Despite the existence of IRCON, the Railways’ own construction company, construction contracts are being awarded to companies like L&T. Ticket booking, catering and tourism services have been handed over to IRCTC. Maintenance of railway stations and trains, laying of tracks and cleaning work…all are being privatized.

But the most dangerous privatization move is to bring down the government’s stake in Indian Railways Finance Corporation Limited (IRFCL), a financial holding company of sorts that owns a lion’s share of railway property. Already, by March 2021, the government’s holding in IRFCL has come down to 86.36% in IRFCL.

IRFCL is entrusted with financing the Indian Railways by borrowing funds commercially from financial institutions as well as private financial markets. Through a complex arrangement, it even buys the rolling stock from private players and leases them to the Indian Railways on a long-term 30-year basis in terms so complex that any operational loss would not fully reflect in Indian Railway’ books. If 49% of stakes in IRFCL pass into private corporate hands, the railway bureaucracy’s own hold on railway policies and decisions would be weakened and the corporates would start dictating terms.

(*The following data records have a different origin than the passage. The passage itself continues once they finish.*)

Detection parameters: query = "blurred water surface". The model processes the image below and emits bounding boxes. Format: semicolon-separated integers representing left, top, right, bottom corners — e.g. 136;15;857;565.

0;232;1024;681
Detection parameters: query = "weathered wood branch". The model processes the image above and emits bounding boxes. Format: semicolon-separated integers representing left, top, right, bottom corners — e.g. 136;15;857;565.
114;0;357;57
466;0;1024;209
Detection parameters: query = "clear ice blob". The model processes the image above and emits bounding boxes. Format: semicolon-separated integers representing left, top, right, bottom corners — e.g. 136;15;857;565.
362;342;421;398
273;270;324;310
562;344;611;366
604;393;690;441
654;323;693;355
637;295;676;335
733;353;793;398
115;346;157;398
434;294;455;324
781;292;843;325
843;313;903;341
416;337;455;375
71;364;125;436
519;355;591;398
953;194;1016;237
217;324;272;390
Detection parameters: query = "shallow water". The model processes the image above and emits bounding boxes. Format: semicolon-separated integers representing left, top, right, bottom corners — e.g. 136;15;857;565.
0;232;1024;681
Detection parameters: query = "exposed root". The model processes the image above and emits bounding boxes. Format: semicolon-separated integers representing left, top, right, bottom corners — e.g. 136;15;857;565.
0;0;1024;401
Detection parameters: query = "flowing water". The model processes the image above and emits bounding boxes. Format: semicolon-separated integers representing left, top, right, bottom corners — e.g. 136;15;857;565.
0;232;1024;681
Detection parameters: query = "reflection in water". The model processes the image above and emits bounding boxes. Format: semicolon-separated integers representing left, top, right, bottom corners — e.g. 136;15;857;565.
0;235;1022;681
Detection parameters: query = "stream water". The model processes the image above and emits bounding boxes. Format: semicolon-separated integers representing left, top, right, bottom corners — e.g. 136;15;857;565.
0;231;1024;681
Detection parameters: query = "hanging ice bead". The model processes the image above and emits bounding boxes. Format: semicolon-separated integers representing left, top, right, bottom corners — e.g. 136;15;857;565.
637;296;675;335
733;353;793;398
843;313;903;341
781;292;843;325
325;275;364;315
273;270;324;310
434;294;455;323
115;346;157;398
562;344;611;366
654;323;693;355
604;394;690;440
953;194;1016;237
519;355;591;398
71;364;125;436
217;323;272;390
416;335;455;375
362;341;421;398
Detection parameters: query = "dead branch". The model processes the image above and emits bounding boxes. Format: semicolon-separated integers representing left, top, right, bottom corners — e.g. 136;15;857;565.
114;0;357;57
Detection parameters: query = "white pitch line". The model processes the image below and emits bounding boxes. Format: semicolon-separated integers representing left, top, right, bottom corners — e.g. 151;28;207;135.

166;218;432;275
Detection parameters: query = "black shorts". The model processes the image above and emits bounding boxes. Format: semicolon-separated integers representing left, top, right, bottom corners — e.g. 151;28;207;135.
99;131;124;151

Already Mukesh Ambani has started selling diesel to Indian Railways and Adanis have made a beginning by selling 50 MW power at a high cost of Rs.3.60 per unit whereas solar power is available in the Indian market at nearly half that rate!

Apart from Covid, the viruses of private corporations and corruption too seem to have struck the great Indian Railways.

B.Sivaraman is a researcher based in Allahabad, Uttar Pradesh

[i] In Statement 19 on Externally Aided Projects under the Central Plan under items 27 and 28

[ii] See Statement 25 on page 266 of the Expenditure Profile document of Union Budget 2022–23!